Record updates can also update nested fields, e.g., `r{ a.b.c = e }`.  Note that this will not easily work in GHC, since GHC does not
fully implement `OverloadedRecordUpdate`.  When GHC decides how to do it, MicroHs will follow suit.

Note that record updates cannot change the type of polymorphic fields.

### Serialization
The runtime system can serialize and deserialize any expression
and keep its graph structure (sharing and cycles).
The only exceptions to this are C pointers (e.g., file handles),
which cannot be serialized (except for `stdin`, `stdout`, and `stderr`).

### Memory layout
Memory allocation is based on cells.  Each cell has room for two pointers (i.e., two words, typically 16 bytes),
so it can represent an application node.  One bit is used to indicate if
the cell is an application or something else.  If it is something else one
word is a tag indicating what it is, e.g., a combinator or an integer.
The second word is then used to store any payload, e.g., the number itself for an integer node.

Memory allocation has a bitmap with one bit per cell.
Allocating a cell consists of finding the next free cell using the bitmap,
and then marking it as used.  The garbage collector first clears the bitmap
and then (recursively) marks every used cell in the bitmap.
There is no explicit scan phase since that is baked into the allocation.
Allocation is fast assuming the CPU has some kind of FindFirstSet instruction.

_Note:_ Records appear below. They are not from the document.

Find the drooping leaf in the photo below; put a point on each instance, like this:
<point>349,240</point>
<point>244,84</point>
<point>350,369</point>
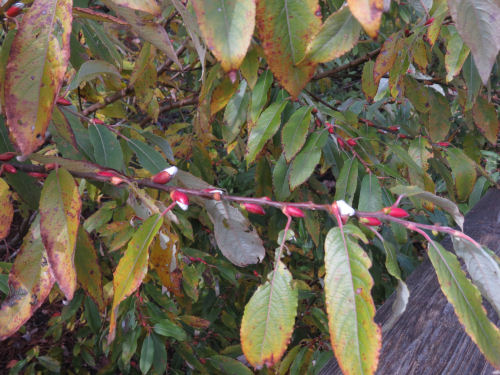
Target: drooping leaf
<point>237,239</point>
<point>293,135</point>
<point>347,181</point>
<point>478,25</point>
<point>464,172</point>
<point>307,159</point>
<point>236,113</point>
<point>368,13</point>
<point>93,69</point>
<point>107,149</point>
<point>35,72</point>
<point>386,57</point>
<point>456,54</point>
<point>87,268</point>
<point>337,36</point>
<point>445,204</point>
<point>141,16</point>
<point>30,282</point>
<point>267,125</point>
<point>60,206</point>
<point>285,28</point>
<point>7,211</point>
<point>370,196</point>
<point>133,266</point>
<point>148,156</point>
<point>482,267</point>
<point>268,320</point>
<point>227,27</point>
<point>355,337</point>
<point>486,119</point>
<point>466,301</point>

It is possible to use smaller cells by using 32 bit "pointers" instead of 64 bit pointers.
This has a performance penalty, though.

### Portability
The C code for the evaluator does not use any special features, and should be
portable to many platforms.  It has mostly been tested with MacOS and Linux,
and somewhat with Windows.

The code has been tested on 64- and 32-bit little-endian platforms.

The `src/runtime/` directory contains configuration files for different platform.
Use the appropriate `src/runtime/eval-`*platform*`.c`.

## Bootstrapping
The compiler can compile itself.  To replace `bin/mhs` with a new version,
do `make bootstrap`.  This will recompile the compiler twice and compare
the outputs to make sure the new compiler still works.

# Preprocessor
Sadly, compiling a lot of Haskell packages needs the C preprocessor.
To this end, the distribution contains the combinator code for `cpphs`.
Doing `make bin/cpphs` will create the binary for the preprocessor.

To bootstrap `cpphs` you can do `make bootstrapcpphs`.
This assumes that you have `git` to download the needed packages.
At the moment, the downloaded packages are forks of the original to
make it compile with `mhs`.

To identify that it is MicroHs that is the compiler it defines the symbol `__MHS__`.

# FAQ
* 
  * Q: When will it get _insert feature_?
  * A: Maybe some time, maybe never.  But it doesn't hurt to ask for it.
* 
  * Q: Why are the error messages so bad?
  * A: Error messages are boring.
* 
  * Q: Why is the so much source code?
  * A: I wonder this myself.  10000+ lines of Haskell seems excessive.
       6000+ lines of C is also more than I'd like for such a simple system.